MEDETOMIDINE RESHAPES BRAIN-WIDE HEMODYNAMIC DYNAMICS AND INDUCES CORTICO–SUBCORTICAL DECOUPLING IN MICE

Sedatives are known to widely impact cortical activity, yet their brain-wide impact is less widely understood. This is, in part, due to the technical challenges of directly comparing awake and sedated states during whole-brain imaging. To address this gap, we used functional ultrasound imaging to compare spontaneous and sensory-driven brain-wide hemodynamic activity in head-fixed mice during wakefulness and under sedation with medetomidine, a selective α2-adrenergic agonist commonly used in rodent neuroimaging. Consistent with sedation, medetomidine reduced body and facial motion and altered pupil dynamics relative to wakefulness.
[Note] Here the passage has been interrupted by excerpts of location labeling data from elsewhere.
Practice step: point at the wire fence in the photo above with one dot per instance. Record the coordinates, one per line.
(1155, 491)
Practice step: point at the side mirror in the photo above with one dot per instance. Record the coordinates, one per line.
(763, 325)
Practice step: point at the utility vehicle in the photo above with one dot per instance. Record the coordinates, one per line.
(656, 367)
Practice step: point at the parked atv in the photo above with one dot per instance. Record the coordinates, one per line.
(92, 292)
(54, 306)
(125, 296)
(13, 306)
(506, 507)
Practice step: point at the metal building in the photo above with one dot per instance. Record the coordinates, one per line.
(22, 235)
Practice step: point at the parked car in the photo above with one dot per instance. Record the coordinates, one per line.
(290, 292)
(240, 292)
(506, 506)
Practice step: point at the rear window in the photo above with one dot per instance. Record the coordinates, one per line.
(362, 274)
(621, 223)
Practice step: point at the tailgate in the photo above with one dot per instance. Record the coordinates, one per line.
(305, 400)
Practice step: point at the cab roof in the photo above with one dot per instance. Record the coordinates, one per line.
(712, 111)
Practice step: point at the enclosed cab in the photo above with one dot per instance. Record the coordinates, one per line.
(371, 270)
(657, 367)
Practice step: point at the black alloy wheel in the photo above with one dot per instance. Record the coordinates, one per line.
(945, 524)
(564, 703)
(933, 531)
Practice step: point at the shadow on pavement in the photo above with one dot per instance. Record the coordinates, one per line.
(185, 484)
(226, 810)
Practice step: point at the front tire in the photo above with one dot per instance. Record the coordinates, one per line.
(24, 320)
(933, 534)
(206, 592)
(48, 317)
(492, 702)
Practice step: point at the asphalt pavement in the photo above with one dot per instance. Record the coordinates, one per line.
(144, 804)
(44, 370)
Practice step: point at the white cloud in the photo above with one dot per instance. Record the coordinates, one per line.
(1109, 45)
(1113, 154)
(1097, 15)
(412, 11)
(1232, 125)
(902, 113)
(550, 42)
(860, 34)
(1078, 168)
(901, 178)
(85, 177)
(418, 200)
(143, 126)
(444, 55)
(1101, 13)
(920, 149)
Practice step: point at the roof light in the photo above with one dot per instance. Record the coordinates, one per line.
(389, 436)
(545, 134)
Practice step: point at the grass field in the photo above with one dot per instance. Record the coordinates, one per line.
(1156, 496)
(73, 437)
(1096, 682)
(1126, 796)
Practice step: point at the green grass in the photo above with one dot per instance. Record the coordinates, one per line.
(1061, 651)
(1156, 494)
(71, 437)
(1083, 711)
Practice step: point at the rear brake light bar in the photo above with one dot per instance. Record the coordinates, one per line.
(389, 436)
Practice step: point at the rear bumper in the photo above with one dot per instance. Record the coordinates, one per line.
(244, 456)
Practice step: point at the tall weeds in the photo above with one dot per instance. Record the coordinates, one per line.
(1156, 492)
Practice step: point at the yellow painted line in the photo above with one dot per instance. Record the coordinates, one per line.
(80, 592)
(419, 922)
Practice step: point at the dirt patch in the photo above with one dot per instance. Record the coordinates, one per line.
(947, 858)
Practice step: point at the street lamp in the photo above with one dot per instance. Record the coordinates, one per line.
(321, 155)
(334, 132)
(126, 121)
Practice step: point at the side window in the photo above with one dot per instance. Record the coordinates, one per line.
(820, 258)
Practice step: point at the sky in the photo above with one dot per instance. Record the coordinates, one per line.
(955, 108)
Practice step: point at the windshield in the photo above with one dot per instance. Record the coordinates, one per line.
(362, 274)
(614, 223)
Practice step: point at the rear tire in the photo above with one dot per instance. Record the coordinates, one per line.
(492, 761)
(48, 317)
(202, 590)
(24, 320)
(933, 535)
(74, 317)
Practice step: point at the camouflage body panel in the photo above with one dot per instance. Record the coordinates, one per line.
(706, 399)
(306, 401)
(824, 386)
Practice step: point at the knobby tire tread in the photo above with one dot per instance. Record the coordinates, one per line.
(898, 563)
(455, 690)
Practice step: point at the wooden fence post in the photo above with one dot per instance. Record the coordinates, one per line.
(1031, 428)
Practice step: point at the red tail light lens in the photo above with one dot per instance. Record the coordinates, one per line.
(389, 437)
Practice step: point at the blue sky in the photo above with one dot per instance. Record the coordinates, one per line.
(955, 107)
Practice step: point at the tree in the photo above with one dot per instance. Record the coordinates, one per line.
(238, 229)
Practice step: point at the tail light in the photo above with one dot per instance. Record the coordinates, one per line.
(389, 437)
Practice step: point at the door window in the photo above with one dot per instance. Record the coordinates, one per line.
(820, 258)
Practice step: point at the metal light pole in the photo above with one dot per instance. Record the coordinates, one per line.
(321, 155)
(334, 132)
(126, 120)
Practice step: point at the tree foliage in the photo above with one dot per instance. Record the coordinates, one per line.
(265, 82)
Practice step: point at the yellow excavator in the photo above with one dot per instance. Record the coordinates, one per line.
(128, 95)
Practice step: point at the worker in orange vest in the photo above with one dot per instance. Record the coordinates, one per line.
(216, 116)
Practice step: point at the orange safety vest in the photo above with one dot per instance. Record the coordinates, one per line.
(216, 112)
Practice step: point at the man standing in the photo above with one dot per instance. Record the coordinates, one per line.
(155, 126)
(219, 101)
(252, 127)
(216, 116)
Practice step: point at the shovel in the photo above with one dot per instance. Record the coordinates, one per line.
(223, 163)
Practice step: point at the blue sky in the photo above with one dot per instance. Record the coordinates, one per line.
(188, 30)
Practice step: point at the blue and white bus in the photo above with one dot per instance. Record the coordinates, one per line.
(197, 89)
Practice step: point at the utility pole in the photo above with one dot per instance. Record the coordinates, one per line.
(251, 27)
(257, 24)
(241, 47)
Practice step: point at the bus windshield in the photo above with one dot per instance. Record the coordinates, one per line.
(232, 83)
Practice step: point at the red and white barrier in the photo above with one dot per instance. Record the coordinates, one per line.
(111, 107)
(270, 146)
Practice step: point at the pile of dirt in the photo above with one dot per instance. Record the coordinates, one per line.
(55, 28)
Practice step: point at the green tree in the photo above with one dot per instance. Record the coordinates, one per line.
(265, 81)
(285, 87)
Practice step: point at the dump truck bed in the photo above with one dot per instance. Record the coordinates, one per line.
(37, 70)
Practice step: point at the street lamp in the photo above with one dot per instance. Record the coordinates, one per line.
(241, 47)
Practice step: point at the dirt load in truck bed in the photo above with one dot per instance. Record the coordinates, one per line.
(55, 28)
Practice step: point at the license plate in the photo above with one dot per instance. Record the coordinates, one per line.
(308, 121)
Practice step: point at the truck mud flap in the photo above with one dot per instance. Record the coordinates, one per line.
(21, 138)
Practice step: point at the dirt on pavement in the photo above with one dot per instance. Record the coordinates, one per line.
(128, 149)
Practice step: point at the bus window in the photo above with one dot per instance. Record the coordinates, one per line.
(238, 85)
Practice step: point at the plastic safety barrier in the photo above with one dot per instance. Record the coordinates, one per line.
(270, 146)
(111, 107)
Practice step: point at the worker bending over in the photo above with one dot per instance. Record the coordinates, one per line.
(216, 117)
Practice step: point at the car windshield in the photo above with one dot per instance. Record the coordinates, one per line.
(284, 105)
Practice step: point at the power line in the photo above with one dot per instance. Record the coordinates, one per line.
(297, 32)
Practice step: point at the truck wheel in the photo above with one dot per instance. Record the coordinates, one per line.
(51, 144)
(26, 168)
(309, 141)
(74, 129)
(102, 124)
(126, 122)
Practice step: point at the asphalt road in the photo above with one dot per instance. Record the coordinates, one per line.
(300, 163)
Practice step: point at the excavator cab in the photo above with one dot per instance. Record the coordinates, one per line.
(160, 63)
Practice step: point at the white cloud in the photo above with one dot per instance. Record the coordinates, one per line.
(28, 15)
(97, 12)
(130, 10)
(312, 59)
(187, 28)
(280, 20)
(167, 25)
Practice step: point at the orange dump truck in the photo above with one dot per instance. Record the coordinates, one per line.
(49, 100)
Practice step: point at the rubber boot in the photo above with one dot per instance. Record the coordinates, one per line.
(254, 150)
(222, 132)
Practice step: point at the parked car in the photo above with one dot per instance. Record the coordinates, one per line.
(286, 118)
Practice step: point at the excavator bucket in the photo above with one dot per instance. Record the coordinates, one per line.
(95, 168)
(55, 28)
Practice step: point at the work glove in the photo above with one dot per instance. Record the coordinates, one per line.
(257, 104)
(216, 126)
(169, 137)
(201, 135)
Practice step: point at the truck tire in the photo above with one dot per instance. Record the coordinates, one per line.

At the brain-wide level, medetomidine slowed cortical hemodynamic fluctuations, increasing low-frequency power and autocorrelation times compared to wakefulness; these effects were more pronounced in cortex than in subcortical structures. Moreover, functional connectivity between cortical and subcortical areas was reduced under medetomidine, whereas local cortical connectivity was relatively preserved. Finally, we observed that somatosensory stimuli under medetomidine evoked robust subcortical responses but little to no detectable cortical activity. Together, these findings suggest that medetomidine shifts cortical dynamics toward a regime of enhanced internal coherence and weakened coupling to extra-cortical structures, altering both spontaneous fluctuations and sensory propagation at the whole-brain scale. Thus, this work provides insights on the brain-wide effects of medetomidine, with implications for the interpretation of functional imaging data acquired under sedation.